In seemingly benign fashion, the initiative claims it uses “research and analysis to promote health and value in healthcare delivery and to support evidence-based health policy.” Sounds nice. But make no mistake, there is nothing evidence-based here. They are out for blood. And unless medical societies, hospitals, labor unions, patient advocates, and others engage with HHS during this implementation process and uphold the truth, the NSA’s regulations will be the minnow to their shark.

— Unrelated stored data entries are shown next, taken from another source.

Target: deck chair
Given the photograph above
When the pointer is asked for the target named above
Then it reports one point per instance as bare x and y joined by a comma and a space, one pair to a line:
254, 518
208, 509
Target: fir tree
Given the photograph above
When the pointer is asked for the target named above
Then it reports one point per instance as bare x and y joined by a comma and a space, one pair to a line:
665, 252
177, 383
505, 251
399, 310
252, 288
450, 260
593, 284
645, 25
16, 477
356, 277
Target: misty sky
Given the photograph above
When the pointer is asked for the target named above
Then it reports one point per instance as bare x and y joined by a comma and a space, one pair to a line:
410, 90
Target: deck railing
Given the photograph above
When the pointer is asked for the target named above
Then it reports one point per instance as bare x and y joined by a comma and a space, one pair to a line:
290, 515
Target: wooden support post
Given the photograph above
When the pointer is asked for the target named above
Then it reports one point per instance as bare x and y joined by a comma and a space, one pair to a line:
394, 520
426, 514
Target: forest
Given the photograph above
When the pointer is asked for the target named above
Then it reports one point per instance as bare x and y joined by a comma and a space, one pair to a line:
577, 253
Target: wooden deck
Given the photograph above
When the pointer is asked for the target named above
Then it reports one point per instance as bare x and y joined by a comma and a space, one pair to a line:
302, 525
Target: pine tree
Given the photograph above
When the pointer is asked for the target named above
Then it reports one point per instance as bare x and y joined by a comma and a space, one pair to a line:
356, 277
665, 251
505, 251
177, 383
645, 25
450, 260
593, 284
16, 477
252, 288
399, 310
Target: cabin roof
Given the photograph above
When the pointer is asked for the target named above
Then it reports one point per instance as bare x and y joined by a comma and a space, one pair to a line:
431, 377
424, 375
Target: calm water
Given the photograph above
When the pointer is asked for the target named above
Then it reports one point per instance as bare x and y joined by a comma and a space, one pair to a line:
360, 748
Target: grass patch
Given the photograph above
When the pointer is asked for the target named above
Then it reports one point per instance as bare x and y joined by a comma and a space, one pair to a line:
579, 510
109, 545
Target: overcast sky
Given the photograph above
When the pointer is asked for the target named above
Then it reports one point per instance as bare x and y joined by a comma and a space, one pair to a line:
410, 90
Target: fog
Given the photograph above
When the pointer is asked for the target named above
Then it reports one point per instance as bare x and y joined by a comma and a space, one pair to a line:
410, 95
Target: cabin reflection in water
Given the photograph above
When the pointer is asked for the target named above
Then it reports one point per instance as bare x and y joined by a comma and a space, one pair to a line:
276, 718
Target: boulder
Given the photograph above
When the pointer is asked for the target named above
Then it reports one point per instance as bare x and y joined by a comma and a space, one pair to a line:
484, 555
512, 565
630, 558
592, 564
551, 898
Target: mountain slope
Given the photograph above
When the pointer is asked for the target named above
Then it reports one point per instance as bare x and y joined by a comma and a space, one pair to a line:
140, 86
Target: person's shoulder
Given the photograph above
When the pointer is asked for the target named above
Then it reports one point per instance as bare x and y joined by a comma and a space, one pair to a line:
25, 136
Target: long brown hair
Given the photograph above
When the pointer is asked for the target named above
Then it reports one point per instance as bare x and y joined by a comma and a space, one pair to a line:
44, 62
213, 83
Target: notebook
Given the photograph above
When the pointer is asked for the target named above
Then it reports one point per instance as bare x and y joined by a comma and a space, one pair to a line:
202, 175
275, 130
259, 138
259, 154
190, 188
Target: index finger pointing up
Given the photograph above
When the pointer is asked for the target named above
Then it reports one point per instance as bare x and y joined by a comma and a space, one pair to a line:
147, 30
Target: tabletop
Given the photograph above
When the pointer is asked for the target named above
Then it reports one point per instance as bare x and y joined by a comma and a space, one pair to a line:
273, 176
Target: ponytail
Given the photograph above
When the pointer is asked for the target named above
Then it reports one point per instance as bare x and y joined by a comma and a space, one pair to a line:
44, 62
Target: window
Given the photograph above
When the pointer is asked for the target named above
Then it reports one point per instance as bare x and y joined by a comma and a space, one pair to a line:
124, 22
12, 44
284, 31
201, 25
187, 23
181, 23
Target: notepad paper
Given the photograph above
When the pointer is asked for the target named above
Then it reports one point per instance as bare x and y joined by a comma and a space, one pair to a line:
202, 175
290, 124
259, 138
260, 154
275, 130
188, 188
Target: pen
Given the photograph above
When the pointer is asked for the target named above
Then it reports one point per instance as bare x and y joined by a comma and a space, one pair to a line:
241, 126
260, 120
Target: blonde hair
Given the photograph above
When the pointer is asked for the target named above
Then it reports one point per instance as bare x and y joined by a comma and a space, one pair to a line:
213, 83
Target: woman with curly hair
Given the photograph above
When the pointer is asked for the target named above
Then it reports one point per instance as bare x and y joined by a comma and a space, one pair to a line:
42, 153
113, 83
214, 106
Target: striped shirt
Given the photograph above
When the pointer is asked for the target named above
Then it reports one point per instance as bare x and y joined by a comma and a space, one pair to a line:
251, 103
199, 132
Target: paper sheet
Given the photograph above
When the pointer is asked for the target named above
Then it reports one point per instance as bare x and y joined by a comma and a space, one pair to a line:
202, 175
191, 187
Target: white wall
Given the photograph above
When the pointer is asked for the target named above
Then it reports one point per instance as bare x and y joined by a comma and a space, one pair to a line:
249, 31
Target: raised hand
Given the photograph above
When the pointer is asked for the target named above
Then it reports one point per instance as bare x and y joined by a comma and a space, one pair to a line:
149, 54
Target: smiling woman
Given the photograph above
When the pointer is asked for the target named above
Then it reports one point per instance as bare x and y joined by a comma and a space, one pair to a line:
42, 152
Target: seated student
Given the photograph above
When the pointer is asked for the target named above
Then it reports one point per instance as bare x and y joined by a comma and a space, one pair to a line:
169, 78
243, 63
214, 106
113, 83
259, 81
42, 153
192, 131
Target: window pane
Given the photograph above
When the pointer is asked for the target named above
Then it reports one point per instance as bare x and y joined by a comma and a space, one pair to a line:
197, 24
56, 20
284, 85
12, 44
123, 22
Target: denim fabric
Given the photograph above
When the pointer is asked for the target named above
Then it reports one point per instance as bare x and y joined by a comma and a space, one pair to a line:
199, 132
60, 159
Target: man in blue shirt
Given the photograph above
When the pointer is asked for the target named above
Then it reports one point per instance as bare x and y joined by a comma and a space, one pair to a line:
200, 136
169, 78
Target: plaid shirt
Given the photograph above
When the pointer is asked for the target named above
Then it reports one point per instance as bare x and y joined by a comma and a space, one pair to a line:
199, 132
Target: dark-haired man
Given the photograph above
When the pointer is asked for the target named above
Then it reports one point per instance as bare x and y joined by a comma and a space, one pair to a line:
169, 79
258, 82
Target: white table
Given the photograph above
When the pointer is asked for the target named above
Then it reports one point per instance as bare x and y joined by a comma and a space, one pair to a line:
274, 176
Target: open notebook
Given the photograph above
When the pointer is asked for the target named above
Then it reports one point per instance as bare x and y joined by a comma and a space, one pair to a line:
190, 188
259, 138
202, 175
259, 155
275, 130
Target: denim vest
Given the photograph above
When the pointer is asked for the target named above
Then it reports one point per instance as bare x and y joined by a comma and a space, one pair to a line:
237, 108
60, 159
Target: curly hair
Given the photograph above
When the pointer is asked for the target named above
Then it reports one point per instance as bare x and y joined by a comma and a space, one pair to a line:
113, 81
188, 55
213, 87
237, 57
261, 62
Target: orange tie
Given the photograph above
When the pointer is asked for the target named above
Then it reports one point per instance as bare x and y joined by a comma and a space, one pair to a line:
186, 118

For example, last month, Loren Adler and Matthew Fiedler of USC-Brookings Schaeffer, along with Ben Ippolito, issued a lengthy brief entitled, “Recommendations for Implementing the No Surprises Act.” This paper has already been referenced widely. As a matter of fact, according to a study, Brookings is the most frequently cited think tank by U.S. media and politicians. Well played, Big Insurance.
It is hoped, however, that regulators at HHS do not take the bait. These recommendations have nothing to do with making sure the NSA is implemented fairly, or correctly. Their modus operandi is hijacking the law’s IDR decision-making so that insurers win each case brought to arbitration every time. That means more profits for their benefactors; and the rest of us, we get stuck with higher costs, narrower insurance coverage networks, and fewer physicians.
Case in point: Messrs. Adler, Fiedler, and Ippolito write, “The No Surprises Act instructs arbitrators to consider several factors in their decisions.” That is indeed true. They continue by saying, however, that the NSA “provides essentially no guidance on how these various factors should enter into arbitrators’ decisions.” Pinocchio’s nose is growing. The Committees on Ways and Means, Energy and Commerce, and Education and Labor explicitly stated in a joint document that “the arbitrator must equally consider many factors.” In complex legislation like the NSA, “equally consider” is about as straight forward as it gets.
What is more, Adler, Fielder, and Ippolito suggest “that the agencies craft guidance with the goal of anchoring arbitration outcomes to the qualifying payment amount.” Pinocchio’s nose is now stretching from the House chamber to the Senate chamber.
Of course that is their suggestion, because the qualifying payment amount in this case is the median, in-network rate. That is the health insurance monopolies’ own, made-up payment rate. It has no real bearing to the market rate of care provided in the real world. The authors even admit that, by skewing (“anchoring” minus the façade) the IDR entity’s decision toward the insurers’ preferred rate, “the predictability of arbitration outcomes”, they assert, “would increase.” The bedrock of our country’s arbitration system is fair and impartial judges. If the outcome of a case brought to IDR is already decided in favor of the health insurance company before it starts, then the whole mission, goal, and intent of the NSA’s most important provision is already crushed.
During this season of renewal, it is hoped that many other organizations and individuals rise and weigh in with HHS, and in particular its Center for Consumer Information and Insurance Oversight (CCIIO), over the regulatory implementation of the NSA. The stakes are too high to simply let health insurance companies dictate the rules of engagement. Because if the sharks win, the vast majority of us will end up paying dearly.